Uno degli aspetti più interessanti del suo gioco, non appariscente ma tremendamente efficace, è la maniera in cui muove il corpo nella fase preparatoria al tiro, come in questa rete proprio contro l’Instituto, oppure qui, contro il Godoy Cruz, quando in due mosse manda fuori giri la difesa e conclude in maniera chirurgica.

Ma anche come usa quello stesso corpo per proteggersi dal ritorno del difensore, come il mantello di un supereroe, come una coperta ignifuga su un fuoco acceso, come il plaid che appoggi d’inverno sulle spalle della donna che ami sul divano. In maniera più profonda di quanto possa sembrare, il suo corpo è attestazione e rivendicazione di presenza: e non sempre la presenza in quel punto del campo è scontata. Lo è, se sei un centravanti con i tempi nel tuo codice genetico.

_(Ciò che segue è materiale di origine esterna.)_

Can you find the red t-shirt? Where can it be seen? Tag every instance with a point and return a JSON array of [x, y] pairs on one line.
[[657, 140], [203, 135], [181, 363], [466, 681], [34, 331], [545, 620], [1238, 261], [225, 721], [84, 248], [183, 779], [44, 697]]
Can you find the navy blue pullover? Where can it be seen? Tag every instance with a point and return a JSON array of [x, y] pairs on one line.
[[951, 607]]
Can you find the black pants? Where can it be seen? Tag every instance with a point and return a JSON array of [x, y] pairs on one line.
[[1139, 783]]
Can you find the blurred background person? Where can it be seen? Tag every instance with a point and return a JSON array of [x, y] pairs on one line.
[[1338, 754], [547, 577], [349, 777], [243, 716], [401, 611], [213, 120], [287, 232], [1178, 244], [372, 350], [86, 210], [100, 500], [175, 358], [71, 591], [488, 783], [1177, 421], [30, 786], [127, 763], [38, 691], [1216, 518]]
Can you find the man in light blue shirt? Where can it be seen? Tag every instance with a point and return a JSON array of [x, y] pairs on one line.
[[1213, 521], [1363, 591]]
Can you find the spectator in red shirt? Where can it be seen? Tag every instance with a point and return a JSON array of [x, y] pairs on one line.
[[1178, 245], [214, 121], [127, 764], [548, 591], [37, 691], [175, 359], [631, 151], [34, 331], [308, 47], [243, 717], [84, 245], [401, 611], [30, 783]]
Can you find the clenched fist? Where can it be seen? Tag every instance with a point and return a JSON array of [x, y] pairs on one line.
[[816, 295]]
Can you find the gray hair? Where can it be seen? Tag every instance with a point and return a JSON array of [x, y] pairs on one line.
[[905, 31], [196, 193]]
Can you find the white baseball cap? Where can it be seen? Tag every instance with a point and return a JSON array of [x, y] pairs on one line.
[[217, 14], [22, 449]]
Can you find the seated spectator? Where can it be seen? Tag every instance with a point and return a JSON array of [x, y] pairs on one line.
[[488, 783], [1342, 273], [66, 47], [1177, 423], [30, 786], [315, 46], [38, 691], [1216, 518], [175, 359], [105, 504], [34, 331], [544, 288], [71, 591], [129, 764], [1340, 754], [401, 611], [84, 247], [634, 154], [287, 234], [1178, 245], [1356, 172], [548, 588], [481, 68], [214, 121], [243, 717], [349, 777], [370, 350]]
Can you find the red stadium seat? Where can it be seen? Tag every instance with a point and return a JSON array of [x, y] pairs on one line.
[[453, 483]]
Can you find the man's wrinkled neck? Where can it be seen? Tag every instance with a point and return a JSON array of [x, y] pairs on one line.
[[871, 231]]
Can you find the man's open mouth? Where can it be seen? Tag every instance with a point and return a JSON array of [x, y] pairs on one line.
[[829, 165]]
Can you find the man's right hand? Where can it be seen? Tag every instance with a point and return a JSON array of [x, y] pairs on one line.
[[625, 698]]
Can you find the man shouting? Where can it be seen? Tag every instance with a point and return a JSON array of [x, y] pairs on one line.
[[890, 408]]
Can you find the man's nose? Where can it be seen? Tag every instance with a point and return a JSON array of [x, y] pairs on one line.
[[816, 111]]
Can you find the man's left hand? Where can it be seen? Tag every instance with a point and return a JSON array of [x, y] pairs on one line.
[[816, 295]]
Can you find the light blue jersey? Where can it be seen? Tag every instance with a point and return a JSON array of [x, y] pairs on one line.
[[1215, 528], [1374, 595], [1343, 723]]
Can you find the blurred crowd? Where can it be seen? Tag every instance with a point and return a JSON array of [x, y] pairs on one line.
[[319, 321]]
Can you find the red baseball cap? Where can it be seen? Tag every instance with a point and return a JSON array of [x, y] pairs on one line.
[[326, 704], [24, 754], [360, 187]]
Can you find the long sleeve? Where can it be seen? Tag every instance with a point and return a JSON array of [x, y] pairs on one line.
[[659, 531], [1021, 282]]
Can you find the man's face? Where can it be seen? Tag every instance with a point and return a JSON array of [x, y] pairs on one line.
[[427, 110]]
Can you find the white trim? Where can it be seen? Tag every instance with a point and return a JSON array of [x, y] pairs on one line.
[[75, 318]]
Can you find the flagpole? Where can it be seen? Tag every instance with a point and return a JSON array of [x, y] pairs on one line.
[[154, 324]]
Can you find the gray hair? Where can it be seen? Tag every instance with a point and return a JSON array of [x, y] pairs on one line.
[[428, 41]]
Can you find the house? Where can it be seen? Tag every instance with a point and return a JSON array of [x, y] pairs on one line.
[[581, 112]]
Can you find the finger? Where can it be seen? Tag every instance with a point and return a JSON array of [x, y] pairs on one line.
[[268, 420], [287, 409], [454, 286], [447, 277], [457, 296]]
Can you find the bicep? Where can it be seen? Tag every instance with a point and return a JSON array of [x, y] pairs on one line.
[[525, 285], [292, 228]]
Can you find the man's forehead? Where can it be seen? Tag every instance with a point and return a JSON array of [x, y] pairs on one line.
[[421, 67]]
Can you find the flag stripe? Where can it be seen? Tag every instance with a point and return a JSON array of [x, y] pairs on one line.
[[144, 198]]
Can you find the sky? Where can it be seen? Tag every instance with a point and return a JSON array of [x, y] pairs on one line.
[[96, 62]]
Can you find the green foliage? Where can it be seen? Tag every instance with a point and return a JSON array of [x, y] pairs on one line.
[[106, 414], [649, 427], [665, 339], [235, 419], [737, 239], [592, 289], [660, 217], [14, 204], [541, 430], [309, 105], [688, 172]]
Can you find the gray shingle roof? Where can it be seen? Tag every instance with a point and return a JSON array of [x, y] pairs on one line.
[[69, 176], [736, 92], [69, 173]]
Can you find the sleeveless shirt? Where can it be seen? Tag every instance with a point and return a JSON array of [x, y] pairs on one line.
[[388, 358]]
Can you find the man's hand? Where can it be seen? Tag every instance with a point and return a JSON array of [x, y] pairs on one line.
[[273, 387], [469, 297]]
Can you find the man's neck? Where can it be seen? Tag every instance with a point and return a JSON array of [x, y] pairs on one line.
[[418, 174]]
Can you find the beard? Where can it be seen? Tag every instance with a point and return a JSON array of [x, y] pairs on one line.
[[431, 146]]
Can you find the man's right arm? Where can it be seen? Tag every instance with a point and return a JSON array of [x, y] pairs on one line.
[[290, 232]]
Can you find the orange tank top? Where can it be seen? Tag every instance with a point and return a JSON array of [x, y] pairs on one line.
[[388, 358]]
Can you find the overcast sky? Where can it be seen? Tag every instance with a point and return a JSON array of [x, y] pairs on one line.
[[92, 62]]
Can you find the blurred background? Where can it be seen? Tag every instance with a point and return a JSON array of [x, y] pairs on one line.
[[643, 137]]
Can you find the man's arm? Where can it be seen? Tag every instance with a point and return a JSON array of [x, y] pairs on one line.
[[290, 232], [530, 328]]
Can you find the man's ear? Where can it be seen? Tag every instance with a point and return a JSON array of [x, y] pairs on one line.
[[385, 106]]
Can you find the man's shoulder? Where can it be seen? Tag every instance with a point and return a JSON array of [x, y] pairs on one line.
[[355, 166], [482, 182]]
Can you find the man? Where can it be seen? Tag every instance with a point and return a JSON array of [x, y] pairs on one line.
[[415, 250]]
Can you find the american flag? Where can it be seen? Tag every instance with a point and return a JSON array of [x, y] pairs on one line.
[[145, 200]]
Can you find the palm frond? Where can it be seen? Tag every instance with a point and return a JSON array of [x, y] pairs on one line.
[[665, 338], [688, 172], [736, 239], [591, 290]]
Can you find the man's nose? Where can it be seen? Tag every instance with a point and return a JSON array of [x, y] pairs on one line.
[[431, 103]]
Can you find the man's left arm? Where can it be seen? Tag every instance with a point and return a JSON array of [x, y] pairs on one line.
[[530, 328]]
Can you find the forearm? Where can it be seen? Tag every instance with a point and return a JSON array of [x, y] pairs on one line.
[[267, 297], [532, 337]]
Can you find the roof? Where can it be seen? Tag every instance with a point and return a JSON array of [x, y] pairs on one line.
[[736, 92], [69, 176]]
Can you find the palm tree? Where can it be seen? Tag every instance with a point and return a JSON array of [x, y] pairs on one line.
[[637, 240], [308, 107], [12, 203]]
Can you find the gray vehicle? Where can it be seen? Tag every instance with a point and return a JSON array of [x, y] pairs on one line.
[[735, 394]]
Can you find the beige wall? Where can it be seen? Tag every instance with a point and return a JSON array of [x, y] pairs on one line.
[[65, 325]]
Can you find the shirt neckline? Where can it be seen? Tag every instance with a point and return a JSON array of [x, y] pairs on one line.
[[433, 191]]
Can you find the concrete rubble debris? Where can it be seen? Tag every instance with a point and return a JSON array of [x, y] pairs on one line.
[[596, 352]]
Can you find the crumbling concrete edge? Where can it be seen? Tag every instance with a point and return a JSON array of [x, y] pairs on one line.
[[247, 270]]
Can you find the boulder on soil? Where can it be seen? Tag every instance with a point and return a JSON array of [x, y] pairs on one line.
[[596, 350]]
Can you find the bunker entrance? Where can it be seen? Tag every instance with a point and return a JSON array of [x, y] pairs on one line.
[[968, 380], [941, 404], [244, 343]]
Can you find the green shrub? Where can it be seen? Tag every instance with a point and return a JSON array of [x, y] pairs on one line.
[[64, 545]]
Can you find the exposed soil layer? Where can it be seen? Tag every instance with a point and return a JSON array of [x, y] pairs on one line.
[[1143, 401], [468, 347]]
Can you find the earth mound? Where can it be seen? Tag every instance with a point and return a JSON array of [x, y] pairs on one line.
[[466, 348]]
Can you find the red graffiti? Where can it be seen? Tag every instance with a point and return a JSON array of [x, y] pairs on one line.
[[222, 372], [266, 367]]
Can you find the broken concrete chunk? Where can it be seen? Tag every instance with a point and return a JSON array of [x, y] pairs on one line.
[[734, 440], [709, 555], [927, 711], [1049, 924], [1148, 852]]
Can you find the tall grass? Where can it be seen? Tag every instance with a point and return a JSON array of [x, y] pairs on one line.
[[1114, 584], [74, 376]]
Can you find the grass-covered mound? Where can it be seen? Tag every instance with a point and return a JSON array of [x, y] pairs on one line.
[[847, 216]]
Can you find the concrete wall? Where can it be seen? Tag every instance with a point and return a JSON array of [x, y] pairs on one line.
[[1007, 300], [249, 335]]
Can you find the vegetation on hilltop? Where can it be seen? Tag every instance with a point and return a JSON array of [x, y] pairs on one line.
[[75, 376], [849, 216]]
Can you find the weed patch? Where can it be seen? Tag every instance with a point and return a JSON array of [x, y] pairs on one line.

Lo è, se sai essere dove ci si aspetta tu sia.

Certo, dodici reti segnate in Liga Argentina non fanno di Lucas Beltrán Gabriel Omar Batistuta, e per fortuna neppure Diego Latorre, quindi è normale nutrire qualche dubbio su come potrà tradursi la sua interpretazione del ruolo immersa nel contesto della Serie A, a maggior ragione in una città – Firenze – che ha già visto passare sotto la Fiesole tanto Ramón Diaz quanto "Il Re Leone". In fin dei conti, poi, sono gli stessi interrogativi che circondano l’arrivo di Mateo Retegui al Genoa. Beltrán e Retegui si somigliano tantissimo, in effetti, specie nella misura in cui si presentano come il nuovo prototipo di nueve argentino, tutto movimento e sacrificio prima che forza fisica e cinismo.

«Ci siamo trovati bene con cinque centrocampisti», ha dichiarato Beltran al termine del campionato vinto con De Michelis per la prima volta sulla panchina de la Banda. «Quando gioco come unico punto di riferimento devo arrangiarmi, devo pressare, devo essere più mobile rispetto a quando ho un compagno di reparto, che mi aiuta a pressare i difensori rivali e mi permette di muovermi in una maniera diversa». Tutte dritte di cui Italiano potrà fare tesoro.

Nella sua Fiorentina, Beltrán dovrà lottare per un posto da titolare con Jović e Nzola, ma potrà anche contare sull’appoggio di Ikoné e Nico Gonzalez, i suoi nuovi Solari e Nacho Fernández; il che non significa che sarà esentato dal lavoro sporco a cui è abituato, e che nel contesto della Serie A potrebbe renderlo tra i nuovi arrivati il più utile, il più funzionale. La domanda centrale, che verrà sciolta quando inizierà a giocare con la Fiorentina, però rimane: quanto distruttivo saprà essere per le difese avversarie? Impossibile sapere la risposta adesso, che si può solo assaporare l'aspettativa che ha già iniziato a ronzargli intorno. Da questo uomo di poche parole, rosso come il leggendario re svedese Bjorn Ragnarsson, detto Fianco di Ferro - attaccante refrattario alla fumosità, con l’espressione di chi non ha voglia – nonostante i cordobesi siano tra gli argentini più proni allo scherzo e alla risata – che di essere concreto, ecco, è bene che Lucas Beltrán lo sappia. Non ci si aspetta niente di meno che la devastazione che portarono i vichinghi quasi milletrecento anni fa, quando si spinsero fino alle colline di Fiesole.